Eigentlich war für diesen Sonntagabend in den Kammerspielen des Staatstheaters Darmstadt der schaurige, politisch inkorrekte „Shockheaded Pater“, zu deutsch „Struwwelpeter“, angekündigt. Die erwartungsfroh eintrudelnden Besucher, ersichtlich als Kinder noch mit dem guten alten Buch des Frankfurter Arztes gefüttert, sahen sich mit einer krankheitsbedingten Absage konfrontiert. Wer wollte, konnte sich stattdessen die kürzestfristig angesetzte Ersatzveranstaltung „Cat Person. Storys“(sic!) anschauen, und dazu entschlossen sich dann doch nicht wenige.
Die Bühne war nur mit einem Tisch mit Requisiten und Stuhl sowie einem alten Ohrensessel drapiert, und dann erschien die Schauspielerin Edda Wiersch, Mitglied des „Shockheaded Peter“-Ensembles, und kündigte mit launigen Worten eine Einfrau-Veranstaltung mit ihrer Lesung von Kurzgeschichten der US-Amerikanerin Kristen Roupenian unter dem oben erwähnten Titel an.

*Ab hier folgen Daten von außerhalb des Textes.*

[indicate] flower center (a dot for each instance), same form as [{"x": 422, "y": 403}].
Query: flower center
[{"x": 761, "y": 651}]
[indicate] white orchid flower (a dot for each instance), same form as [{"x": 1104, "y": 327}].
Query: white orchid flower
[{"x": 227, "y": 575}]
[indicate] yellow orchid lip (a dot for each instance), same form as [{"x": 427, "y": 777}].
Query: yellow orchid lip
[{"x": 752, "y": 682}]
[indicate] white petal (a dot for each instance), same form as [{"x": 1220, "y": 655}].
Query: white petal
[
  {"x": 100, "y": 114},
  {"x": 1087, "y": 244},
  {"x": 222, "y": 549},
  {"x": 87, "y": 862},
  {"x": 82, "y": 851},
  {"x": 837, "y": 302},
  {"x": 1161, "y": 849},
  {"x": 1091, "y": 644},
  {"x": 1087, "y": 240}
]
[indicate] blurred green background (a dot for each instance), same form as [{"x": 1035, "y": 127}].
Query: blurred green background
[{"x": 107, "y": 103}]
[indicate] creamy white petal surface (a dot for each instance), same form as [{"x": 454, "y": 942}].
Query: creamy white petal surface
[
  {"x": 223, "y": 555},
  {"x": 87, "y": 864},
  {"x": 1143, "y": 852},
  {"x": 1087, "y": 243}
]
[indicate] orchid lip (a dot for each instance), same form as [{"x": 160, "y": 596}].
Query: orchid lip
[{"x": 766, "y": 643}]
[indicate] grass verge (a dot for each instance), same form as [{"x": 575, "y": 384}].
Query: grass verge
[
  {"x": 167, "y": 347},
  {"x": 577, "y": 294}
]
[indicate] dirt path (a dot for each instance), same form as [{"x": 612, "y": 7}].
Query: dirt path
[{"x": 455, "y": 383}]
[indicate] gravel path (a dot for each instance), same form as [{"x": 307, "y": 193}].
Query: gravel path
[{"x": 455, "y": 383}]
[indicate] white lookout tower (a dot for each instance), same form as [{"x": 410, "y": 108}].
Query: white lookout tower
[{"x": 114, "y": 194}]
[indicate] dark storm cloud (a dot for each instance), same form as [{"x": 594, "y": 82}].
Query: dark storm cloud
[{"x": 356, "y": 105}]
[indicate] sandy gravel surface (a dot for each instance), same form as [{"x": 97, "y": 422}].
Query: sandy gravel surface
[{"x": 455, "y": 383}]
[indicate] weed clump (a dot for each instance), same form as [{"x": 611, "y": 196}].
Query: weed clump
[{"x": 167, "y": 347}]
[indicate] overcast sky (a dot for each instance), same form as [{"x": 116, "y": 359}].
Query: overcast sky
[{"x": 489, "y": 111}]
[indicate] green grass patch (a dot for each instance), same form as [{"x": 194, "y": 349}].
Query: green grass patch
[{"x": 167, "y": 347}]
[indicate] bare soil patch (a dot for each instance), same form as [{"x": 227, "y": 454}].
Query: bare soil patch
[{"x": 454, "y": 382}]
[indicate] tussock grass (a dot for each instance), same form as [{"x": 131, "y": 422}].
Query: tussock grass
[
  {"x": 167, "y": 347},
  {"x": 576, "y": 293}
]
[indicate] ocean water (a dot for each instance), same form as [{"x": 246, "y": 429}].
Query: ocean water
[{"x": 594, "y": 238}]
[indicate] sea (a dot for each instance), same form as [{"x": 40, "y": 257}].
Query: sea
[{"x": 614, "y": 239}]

Und schon ging es los: im großväterlichen Ohrensessel sitzend las sie eine Geschichte, die ein Großvater alter Couleur so seinen Enkeln nicht vorgelesen hätte. Eine junge Frau lernt einen etwas älteren Mann kennen, geht mit ihm aus und landet im Bett. Doch die Nacht endet mehr als ernüchternd, wenn auch Befürchtungen einer Vergewaltigung mit anschließendem Mord eher der banalen Realität einer erotisch völlig missglückten Nacht weichen. Anschließend hat sie praktische und moralische Probleme, die enttäuschende „One Night“-Beziehung zu beenden. Das Ganze ist in seiner erotischen Tolpatschigkeit teils ernüchternd, teils banal, teils sogar komisch, und bringt letztlich die schwierige Rolle der Frau in diesem brisanten Beziehungsumfeld treffend zum Ausdruck. Edda Wiersch las das Ganze mit einem nicht zu verkennenden sarkastischen Unterton, der sich nur mühsam hinter vorgetäuschter Naivität verbarg.
Nach einer auflockernden Gesangseinlage folgte als Gegenstück ein modernes Märchen, deutlich angelehnt an Pucchinis gerade in Darmstadt laufende Oper „Turandot“. Doch hier heiratet die Prinzessin auf Druck der Eltern einen der Verehrer, träumt aber weiterhin von dem Richtigen, nicht unter den Verehrern ausgemachten, steigert sich trotz Kindern und Königskrone in den ultimativen Liebhaber hinein, vermutet ihn in einer seltsamen Figur, verliert dabei ihre geistige Gesundheit, bringt schließlich – in Verwirrung oder aus Rache? – ihren Königsmann um, wird selbst Königin und stirbt irgendwann im Alter der britischen Queen. Ganz klar wurde die Aussage dieses ausgedehnten Märchens nicht, es sei denn, dass die Frau sich für all die Zuschreibungen und Zumutungen unter Verachtung aller Regeln und Konventionen rächt. Edda Wiersch las auch diese schräge Geschichte mit dem Unterton der abendlichen Kinderstunde und bebilderte das Ganze mit Playmobilfiguren und einem Playmobil-Schloss auf dem Tischchen, wobei sie die umgebrachten Figuren einfach umschnippte.
Nach einer weiteren, über die Liebe klagenden Gesangsdarbietung erzählte sie die letzte Kurzgeschichte nur frei aus der Erinnerung in Kurzform. Eine beißlustige Frau gewöhnt sich diese Unsitte zwar ab, aber bei einem sexuell übergriffigen Mann setzt sie sie spontan wieder ein, erntet begeistertes Lob von anderen Frauen ob ihrer Rache an diesem fiesen Typ und macht diesen Handlungstyp anschließend zu ihrem Markenzeichen bei dem Gang durch verschiedene Firmen.
Die Botschaft dieses Abends war klar: die Frauen wehren sich gegen übergriffige oder fremdbestimmende Männer mit allen Mitteln und werden das mit entsprechender Beißlust auch künftig tun. Wir werden in den kommenden Wochen die Nachfrage nach Maulkörben genau verfolgen.
Viel Beifall für Edda Wiersch, übrigens auch von den Männern, soweit das im Dunkel der Kammerspiele festzustellen war.